#We are going to rule out that TFE server

env should work locally as well. Just set the variables in the same environment.

The provider is open source and provided as is. There is no formal support.

Got it... yeah local ENV worked. To be honest, I think where we're at now is that customer hasn't correctly applied the "SetupAsService" custom role against the service principal they are using so that's the latest avenue and we'll see where that leads. Thanks for the guidance so far!

Sounds like still a no go. The specific error hasn't changed though but we're done checking all the boxes as far as we know and since I can get it to work I still think it's specific to their environment somewhere (possible PrivateLink/Firewall/ExpressRoute stuff? Although not sure how)

It calls the netapp-cloudmanager provider, then just says "Still creating..." over and over and then after a couple of minutes max comes back with the 404 BearerAuthorizer error that in the docs claim permissions issue against Azure essentially if I have that right.

Where I'm confused though is why is it a 404, and why is it asking against the resource that hasn't been created yet-- the VM itself.
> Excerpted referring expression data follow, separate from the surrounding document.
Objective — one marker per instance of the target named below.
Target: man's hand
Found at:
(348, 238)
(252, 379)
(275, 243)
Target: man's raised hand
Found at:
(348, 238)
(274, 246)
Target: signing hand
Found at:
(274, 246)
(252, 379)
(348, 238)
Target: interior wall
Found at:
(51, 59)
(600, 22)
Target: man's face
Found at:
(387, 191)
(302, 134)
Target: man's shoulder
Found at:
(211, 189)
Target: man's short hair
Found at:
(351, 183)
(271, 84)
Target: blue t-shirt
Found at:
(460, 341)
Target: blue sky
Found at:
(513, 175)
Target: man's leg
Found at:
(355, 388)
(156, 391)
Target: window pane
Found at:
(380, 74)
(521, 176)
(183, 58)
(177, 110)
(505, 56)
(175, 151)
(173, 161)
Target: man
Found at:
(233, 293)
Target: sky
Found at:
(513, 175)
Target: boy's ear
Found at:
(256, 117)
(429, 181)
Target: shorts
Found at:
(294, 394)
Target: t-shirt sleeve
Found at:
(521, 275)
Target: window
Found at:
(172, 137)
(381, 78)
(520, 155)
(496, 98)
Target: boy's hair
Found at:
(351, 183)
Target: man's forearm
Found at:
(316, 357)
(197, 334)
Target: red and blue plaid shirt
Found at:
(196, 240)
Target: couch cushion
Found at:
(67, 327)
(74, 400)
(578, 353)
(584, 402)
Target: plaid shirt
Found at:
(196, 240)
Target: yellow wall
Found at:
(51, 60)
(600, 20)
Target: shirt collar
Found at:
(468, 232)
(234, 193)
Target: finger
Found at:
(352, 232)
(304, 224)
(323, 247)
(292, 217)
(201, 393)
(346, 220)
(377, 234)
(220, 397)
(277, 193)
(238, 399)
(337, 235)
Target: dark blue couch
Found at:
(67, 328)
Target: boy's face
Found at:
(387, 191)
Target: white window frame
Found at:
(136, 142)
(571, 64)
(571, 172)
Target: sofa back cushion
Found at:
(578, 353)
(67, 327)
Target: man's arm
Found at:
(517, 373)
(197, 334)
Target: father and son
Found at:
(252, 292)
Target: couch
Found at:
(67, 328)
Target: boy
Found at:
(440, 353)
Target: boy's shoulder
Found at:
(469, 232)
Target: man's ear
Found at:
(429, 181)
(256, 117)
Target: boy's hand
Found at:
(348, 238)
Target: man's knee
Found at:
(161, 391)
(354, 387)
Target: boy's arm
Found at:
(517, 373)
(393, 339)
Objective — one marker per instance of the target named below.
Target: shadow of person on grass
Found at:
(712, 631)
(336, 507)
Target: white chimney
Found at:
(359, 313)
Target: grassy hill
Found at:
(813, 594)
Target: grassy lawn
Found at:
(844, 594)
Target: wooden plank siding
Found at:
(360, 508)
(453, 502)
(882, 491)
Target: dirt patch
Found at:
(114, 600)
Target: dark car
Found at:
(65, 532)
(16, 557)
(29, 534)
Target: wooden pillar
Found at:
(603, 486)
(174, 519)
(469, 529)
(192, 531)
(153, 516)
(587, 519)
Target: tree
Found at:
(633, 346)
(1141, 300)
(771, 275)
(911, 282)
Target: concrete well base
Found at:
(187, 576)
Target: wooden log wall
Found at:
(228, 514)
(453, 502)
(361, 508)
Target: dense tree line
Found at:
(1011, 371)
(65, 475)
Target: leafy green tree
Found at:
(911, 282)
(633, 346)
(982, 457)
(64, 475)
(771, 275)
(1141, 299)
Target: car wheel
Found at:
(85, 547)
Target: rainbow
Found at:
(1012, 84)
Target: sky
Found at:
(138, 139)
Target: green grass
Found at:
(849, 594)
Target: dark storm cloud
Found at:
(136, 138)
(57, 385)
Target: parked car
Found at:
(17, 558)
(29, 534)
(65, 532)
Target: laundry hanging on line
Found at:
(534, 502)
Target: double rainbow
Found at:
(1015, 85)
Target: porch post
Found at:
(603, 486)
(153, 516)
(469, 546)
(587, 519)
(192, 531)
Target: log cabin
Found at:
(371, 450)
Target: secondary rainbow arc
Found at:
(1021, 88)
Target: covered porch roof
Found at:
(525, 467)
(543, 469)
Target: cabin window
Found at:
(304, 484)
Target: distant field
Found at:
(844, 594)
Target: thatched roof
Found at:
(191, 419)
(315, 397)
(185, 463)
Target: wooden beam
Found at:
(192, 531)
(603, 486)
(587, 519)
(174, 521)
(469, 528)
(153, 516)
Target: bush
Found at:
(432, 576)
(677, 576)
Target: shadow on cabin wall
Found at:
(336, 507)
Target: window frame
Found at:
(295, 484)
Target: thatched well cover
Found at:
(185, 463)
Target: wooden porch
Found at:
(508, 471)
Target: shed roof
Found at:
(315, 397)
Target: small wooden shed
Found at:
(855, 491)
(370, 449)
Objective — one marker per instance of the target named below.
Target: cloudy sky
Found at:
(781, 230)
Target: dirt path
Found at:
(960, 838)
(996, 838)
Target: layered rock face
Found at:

That very well could be normal and just not something I'm understanding about the flow for sure.

Error: azure.BearerAuthorizer#WithAuthorization: Failed to refresh the Token for request to https://management.azure.com/subscriptions/[redacted]/resourcegroups/[redacted]/providers/Microsoft.Resources/deployments/[redacted]?api-version=2020-06-01: StatusCode=404 -- Original Error: adal: Refresh request failed. Status Code = '404'.

Since it's a valid reply, we think any networking has been ruled out

You can enable Terraform logging using the TF_LOG environment variable. We have first to create an Azure VM. If this works, you should see the VM in the Azure management console. Though the 404 bearer error most likely indicates a failure to authenticate with Azure when creating the VM or a dependency.

Are they using a service principal?

Yes, the deployments shows the attempt to deploy the VM. Azure will retry several times on the Bearer error, so this is why it takes so long even though nothing happened.

Yes they are using a service principal, we definitely never see an attempt to make a VM on the Azure side though

I did a few TF_LOG runs but not on their TFE server yet I’ll have them try that and see what that shows

Nothing obvious jumps out at me, but again I'm not exactly sure what normal looks like either

Do you think this is anything of concern?

"authorizing azure from environment: <nil>"

Looks like they got it working by adding auth VARs that started with "AZURE_" instead of "ARM_" does that sound right?

To create azure connector, either use az login or set the following environment variables
AZURE_TENANT_ID=<active_directory_tenant_id>
AZURE_CLIENT_ID=<service_principal_appid>
AZURE_CLIENT_SECRET=<service_principal_password>

Right, but all the documentation shows that as “ARM_xxx” that I saw, so wanted to know if that’s a mistake then?